Architecture

This page describes GO3’s internal design and explains why it achieves 8–25x speedups over pure-Python GO semantic similarity libraries.

Overview

GO3 is a Rust core compiled into a CPython extension module via PyO3 and Maturin. All performance-critical code (parsing, graph traversal, IC computation, similarity calculations) runs in compiled Rust, while the Python API provides a familiar interface for scripting and integration.

Data flow

OBO file ──parse──▶ GO graph cache (terms, edges, depths)
                         │
                         ▼
GAF file ──parse──▶ gene-to-GO mapping ──propagate──▶ TermCounter (counts, IC)
                                                           │
                                                           ▼
                                               similarity / batch / matrix APIs
  1. OBO parsing: the OBO file is parsed into an in-memory directed acyclic graph. Each term stores its parents, children, depth, level, and metadata. Ancestor sets are precomputed and cached.

  2. GAF parsing: the GAF file is parsed to build a gene-to-GO mapping. Obsolete terms are resolved via replaced_by / consider. ND and NOT annotations are filtered.

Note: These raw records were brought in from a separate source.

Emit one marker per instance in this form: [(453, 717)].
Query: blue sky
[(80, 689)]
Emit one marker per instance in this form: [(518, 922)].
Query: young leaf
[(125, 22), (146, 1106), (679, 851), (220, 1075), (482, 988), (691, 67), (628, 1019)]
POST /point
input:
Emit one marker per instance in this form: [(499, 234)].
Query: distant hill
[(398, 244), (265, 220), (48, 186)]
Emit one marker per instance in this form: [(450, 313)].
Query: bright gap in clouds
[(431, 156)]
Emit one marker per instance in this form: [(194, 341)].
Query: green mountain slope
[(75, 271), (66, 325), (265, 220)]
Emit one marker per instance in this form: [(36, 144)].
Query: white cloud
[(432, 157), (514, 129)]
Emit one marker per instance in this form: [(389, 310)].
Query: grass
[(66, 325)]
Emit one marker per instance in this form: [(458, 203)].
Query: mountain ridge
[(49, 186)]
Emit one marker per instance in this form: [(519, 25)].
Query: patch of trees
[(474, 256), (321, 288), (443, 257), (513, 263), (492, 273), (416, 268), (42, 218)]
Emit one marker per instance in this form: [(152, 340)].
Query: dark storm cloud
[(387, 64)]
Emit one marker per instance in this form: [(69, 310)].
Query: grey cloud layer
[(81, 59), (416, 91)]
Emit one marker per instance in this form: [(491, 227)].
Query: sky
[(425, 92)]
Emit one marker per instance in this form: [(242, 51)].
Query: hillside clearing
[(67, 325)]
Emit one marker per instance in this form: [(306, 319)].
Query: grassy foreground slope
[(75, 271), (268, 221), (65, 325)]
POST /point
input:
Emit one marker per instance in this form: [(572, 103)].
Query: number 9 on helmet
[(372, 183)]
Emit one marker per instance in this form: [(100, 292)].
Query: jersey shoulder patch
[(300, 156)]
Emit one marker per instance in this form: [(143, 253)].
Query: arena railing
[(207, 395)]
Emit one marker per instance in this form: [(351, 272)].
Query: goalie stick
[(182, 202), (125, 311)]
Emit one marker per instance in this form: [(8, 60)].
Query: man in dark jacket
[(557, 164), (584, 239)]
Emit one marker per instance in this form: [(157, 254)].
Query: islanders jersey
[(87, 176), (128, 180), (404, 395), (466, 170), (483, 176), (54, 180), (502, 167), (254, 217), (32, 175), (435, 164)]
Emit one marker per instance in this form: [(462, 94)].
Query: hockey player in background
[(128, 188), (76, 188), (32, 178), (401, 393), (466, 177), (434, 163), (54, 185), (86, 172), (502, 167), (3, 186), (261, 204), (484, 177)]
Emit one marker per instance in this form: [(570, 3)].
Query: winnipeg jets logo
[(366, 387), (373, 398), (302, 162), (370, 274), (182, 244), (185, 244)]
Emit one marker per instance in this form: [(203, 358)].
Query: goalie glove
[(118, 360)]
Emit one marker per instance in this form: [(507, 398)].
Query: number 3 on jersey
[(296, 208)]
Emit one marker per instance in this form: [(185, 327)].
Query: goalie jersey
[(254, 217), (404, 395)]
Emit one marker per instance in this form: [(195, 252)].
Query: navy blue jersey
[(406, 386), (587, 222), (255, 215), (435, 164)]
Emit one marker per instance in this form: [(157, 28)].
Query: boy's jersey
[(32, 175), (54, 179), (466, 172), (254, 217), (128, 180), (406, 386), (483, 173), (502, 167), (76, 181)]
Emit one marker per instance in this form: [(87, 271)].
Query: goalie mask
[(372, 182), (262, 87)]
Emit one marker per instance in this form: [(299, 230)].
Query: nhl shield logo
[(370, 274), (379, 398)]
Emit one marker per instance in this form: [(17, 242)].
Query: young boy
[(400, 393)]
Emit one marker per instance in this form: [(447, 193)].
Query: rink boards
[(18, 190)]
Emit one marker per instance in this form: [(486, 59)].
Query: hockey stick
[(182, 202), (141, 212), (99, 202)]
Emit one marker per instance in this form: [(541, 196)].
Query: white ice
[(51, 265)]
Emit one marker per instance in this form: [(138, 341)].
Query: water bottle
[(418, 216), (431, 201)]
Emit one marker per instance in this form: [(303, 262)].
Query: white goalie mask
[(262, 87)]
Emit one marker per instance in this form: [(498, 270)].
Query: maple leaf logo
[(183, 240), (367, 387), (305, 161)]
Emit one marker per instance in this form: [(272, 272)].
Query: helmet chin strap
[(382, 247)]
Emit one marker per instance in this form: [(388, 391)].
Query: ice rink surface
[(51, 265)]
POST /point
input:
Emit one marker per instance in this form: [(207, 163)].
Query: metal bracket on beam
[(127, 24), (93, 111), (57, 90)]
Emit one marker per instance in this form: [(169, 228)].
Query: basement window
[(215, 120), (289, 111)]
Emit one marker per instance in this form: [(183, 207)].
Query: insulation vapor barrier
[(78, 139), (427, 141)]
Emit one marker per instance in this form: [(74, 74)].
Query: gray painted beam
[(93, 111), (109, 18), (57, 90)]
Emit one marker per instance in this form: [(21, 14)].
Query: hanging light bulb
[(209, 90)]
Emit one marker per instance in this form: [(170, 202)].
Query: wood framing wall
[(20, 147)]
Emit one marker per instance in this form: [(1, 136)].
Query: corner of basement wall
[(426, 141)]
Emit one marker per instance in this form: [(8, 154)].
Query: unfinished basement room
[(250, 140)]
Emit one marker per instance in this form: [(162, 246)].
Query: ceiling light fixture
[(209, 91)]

  3. Counter construction: annotation counts are propagated up the DAG (each annotation increments the term and all its ancestors). IC is computed per term per namespace.

  4. Similarity computation: pairwise or batch similarity is computed using cached graphs, ancestor sets, and IC values.

Key design decisions

Global caches

GO3 maintains several global caches within the Python process:

  • Ontology graph: the full term DAG with parent/child edges.

  • Ancestor sets: precomputed is_a ancestor sets for every term, enabling O(1) lookups for common-ancestor queries.

  • DCA cache: deepest common ancestor results are cached to avoid redundant DAG traversals.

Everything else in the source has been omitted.